When a president says that half the people who are in the nation illegally can stay indefinitely, that’s the equivalent of rewriting the federal immigration statutes.
It’s time to bust the myth that President Reagan’s actions were the same as President Obama’s. President Reagan worked with Congress in 1986 to enact, then sign, the Simpson-Mazzoli Act. In 2008, President Obama told immigration activists that immigration reform would be his top priority. Then he ignored immigration for the next 6 years.
President Obama doesn’t want a solution. He wants the issue as a billy club to use against Republicans. Period.
This part of the speech is especially dishonest:
Undocumented workers broke our immigration laws, and I believe that they must be held accountable, especially those who may be dangerous. That’s why, over the past six years, deportations of criminals are up 80 percent. And that’s why we’re going to keep focusing enforcement resources on actual threats to our security. Felons, not families. Criminals, not children. Gang members, not a mother who’s working hard to provide for her kids. We’ll prioritize, just like law enforcement does every day.

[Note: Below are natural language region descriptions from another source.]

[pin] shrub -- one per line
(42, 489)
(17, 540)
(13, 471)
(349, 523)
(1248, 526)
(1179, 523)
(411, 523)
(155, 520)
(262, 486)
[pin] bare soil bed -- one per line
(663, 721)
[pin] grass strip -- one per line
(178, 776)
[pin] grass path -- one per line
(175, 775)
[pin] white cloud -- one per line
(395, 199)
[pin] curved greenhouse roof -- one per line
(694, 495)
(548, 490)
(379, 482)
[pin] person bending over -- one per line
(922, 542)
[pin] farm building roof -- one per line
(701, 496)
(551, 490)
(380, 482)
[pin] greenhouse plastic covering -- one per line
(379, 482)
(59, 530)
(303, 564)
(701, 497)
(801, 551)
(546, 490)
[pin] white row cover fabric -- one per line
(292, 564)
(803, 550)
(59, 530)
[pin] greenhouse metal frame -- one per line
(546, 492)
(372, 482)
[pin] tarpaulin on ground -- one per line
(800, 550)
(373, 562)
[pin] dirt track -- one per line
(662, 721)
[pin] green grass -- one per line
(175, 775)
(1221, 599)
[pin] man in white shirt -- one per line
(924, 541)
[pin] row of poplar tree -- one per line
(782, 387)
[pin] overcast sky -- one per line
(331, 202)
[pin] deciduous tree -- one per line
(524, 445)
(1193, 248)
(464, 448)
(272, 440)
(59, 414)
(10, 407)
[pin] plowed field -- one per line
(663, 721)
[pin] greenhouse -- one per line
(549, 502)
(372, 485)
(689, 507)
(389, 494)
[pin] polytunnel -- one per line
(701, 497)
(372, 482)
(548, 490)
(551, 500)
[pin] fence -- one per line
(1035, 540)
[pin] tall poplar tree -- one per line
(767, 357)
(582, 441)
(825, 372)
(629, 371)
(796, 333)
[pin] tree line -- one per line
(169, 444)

It’s important to note that the deportations statistic is dishonest. Prior to the Obama administration, criminals already inside the United States were the only people counted in the deportation statistics. Starting with the Obama administration, people caught at the border and immediately returned to Mexico are also counted as criminal deportations.
If the Bush administration used the same method as the Obama administration did, Obama’s deportation statistics would look feeble compared with Bush’s deportation statistics.
Then there’s this:
And to those Members of Congress who question my authority to make our immigration system work better, or question the wisdom of me acting where Congress has failed, I have one answer: Pass a bill. I want to work with both parties to pass a more permanent legislative solution. And the day I sign that bill into law, the actions I take will no longer be necessary.
That’s dishonest, too. President Obama hasn’t worked with both parties and both houses of congress. That’s a verifiable, indisputable, fact. Further, when President Obama tells Congress that the way to stop him from implementing his unconstitutional executive action is to “pass a bill”, he’s admitting that what he’s doing requires legislation.
Finally, there’s this final bit of dishonesty:
Jim Avila of ABC asked, “In 2010, when asked by immigration reform advocates to stop deportations and act alone on providing legal status for the undocumented, you said, ‘I’m president, I’m not king. I can’t do these things just by myself.’ In 2013, you said, ‘I’m not the emperor of the United States. My job is to execute laws that are passed.’ Mr. President, what has changed since then?”
Obama replied: “Well, actually, my position hasn’t changed. When I was talking to the advocates, their interest was in me, through executive action, duplicating the legislation that was stalled in Congress.
According to Politifact, President Obama’s statement is rated as false.